Since 2018, acute trusts have had to ensure they have GPs on site at all times to divert and treat patients who do not need hospital care, backed by a £100m investment.

Addressing the House of Lords last month, Baroness Blackwood said: ‘We need to improve access to community care to make sure that people are diverted away from inappropriate visits to A&E. We have said that we will recruit over 6,000 doctors in GP practice, and we are working on that as we speak.

‘We are also increasing the number of GP[s] within A&E so that people can be diverted into appropriate care when they go to A&E inappropriately. The evidence is that already around 10% of those attending A&E are streamed [via] those GP[s], and we are currently trying to increase that provision.’

The Government, which has yet to publish any official evaluation of the scheme, told Pulse the 10% figure comes from internal analysis, which it declined to share in full.

The DHSC and NHS England also told Pulse they had no central data for how many GPs are currently working in A&E streaming as this was managed at a local level.

GP leaders argued that the scheme should not be expanded, as the streaming services create a ‘perverse incentive’ for patients to go to hospital rather than their GP practice and threaten continuity of care.

Dr Fay Wilson, CEO and medical director at Urgent Health UK and GP out-of-hours cooperative Badger, told Pulse: ‘Patients are not thick, it will simply result in more and more people going into A&E. It ends up giving patients a perverse incentive to go into A&E with minor ailments, we need to stop treating them in A&E. It’s a really, really stupid idea.

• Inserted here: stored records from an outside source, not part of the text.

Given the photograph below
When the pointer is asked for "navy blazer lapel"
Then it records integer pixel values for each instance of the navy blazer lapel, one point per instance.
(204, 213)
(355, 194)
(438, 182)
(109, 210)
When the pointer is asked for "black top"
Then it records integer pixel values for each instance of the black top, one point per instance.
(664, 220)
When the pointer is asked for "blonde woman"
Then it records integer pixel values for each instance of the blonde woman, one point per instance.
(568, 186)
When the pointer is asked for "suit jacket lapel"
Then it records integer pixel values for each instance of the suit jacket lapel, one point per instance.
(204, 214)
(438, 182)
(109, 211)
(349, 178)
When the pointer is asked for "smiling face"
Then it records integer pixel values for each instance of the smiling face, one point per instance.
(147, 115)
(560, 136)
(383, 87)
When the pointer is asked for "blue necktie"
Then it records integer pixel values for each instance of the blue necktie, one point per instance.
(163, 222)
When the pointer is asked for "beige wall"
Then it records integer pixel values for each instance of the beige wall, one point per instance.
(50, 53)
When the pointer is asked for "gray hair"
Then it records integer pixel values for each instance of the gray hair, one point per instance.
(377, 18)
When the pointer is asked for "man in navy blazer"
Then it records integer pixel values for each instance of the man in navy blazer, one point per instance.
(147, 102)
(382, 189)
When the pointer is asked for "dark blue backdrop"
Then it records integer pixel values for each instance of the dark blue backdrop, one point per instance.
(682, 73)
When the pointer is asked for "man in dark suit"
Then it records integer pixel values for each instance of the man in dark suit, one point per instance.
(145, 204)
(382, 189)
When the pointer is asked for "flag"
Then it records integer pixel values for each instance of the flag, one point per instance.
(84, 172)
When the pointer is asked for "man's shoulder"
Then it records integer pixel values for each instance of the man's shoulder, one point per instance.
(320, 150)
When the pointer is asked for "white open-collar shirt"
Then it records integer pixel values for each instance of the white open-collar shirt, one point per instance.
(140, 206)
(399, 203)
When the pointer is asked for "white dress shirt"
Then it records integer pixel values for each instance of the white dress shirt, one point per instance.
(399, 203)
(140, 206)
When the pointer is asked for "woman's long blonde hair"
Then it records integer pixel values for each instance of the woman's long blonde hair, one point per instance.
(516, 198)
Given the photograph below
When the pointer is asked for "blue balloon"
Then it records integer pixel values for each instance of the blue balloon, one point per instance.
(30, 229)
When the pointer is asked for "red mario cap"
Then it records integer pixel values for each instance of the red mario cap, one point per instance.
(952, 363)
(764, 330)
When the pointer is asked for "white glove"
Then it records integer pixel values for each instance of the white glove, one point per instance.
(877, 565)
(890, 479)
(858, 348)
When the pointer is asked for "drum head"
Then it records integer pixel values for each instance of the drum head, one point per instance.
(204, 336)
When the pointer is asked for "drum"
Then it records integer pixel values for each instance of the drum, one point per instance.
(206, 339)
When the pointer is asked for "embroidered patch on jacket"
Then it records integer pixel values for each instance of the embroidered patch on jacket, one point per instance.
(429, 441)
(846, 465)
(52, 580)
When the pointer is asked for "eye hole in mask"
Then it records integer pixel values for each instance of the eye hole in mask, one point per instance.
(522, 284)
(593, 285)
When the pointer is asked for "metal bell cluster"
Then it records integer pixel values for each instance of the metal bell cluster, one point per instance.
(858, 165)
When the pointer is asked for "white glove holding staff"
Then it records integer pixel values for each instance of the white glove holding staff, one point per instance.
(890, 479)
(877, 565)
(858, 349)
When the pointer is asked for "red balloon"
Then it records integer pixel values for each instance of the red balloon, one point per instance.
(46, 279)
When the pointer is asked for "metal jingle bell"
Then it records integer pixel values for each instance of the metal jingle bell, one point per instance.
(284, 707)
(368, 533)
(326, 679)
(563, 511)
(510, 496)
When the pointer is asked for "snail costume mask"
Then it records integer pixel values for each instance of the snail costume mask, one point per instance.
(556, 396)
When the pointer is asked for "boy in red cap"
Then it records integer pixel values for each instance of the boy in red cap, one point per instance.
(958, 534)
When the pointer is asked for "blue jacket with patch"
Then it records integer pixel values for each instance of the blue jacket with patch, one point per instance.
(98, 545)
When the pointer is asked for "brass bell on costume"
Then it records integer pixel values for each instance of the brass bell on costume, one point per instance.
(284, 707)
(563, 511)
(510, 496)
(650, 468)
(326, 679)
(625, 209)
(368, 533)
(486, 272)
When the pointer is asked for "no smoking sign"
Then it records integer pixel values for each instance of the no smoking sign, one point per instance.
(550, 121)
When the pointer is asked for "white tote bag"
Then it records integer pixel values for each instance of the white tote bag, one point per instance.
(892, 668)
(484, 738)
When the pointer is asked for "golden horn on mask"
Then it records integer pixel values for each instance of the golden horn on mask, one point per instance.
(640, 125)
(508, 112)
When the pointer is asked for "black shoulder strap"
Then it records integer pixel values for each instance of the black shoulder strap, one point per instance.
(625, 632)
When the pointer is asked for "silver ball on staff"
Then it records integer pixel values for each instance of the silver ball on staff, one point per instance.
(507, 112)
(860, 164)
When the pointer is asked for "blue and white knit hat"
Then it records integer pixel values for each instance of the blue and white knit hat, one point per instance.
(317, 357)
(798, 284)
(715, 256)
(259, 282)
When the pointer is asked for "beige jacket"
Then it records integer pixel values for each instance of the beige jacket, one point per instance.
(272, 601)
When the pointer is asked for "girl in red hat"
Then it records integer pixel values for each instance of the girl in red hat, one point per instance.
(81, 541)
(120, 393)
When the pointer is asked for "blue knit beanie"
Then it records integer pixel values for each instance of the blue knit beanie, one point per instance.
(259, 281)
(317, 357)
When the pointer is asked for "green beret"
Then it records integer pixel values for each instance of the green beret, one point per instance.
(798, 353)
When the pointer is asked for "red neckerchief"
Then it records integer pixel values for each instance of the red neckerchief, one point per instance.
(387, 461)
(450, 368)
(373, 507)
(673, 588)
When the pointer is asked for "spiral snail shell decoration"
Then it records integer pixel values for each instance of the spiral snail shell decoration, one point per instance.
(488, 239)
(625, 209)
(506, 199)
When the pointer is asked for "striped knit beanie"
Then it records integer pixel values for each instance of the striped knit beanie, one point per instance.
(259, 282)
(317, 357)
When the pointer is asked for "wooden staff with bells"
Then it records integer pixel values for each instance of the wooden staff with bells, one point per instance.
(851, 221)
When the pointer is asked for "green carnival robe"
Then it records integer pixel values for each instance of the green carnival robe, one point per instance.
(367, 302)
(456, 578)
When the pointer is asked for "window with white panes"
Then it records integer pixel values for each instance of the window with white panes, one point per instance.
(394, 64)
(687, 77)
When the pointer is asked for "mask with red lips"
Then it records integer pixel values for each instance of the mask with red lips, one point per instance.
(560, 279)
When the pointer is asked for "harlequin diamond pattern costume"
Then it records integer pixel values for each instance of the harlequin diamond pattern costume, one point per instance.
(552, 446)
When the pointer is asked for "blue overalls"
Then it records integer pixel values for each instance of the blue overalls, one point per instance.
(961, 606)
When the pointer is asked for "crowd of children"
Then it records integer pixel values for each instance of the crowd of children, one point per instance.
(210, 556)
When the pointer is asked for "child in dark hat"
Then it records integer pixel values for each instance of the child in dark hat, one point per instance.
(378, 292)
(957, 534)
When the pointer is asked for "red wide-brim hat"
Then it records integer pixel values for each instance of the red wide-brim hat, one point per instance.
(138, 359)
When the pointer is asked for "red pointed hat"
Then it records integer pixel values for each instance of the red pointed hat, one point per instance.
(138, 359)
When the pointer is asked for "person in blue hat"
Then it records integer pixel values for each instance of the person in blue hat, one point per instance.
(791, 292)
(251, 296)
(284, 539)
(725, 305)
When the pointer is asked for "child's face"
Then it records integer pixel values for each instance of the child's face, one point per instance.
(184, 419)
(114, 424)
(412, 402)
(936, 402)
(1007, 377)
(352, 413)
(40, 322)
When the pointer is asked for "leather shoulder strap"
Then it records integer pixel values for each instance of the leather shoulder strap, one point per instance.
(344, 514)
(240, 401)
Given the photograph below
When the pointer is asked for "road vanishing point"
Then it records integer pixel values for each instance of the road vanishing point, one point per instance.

‘I’m fed up with politicians not looking at evidence, creating kneejerk reaction policies and not responding to the patients’ needs. It is much more sensible to use GPs in general practice, rather than put them in hospitals.

‘I’m sick of the NHS spending £70, £80, £90 to see a single patient in A&E when they are not prepared to properly fund general practice.’

Dr Krishna Kasaraneni, BMA GP committee executive lead for workforce, said: ‘One of the key solutions to addressing the pressures on access to services in the NHS is to invest in expanding the primary care teams in GP practices. With investment to increase the number of GPs and allied health care professionals, the care provided to patients in general practice will continue to improve.

‘This, in turn, should then address some of the pressures on the NHS as a whole. There is no substitute for continuity of care and spreading the already stretched GP workforce even more thinly is likely to further fragment care.’

Early evaluation of the scheme saw researchers on the fence, with one study claiming GPs saw patients ‘quicker’ using ‘fewer resources’, while another failed to show any impact on overcrowding issues.

Meanwhile, a Pulse survey a year into the scheme found that a quarter of GPs were finding it more difficult to employ locums as these were being booked up to work in A&E departments.

Baroness Blackwood resigned as a health minister in last week’s cabinet reshuffle. Meanwhile, Helen Whately, the MP for Faversham and Mid Kent, was added to the DHSC team as a minister for care.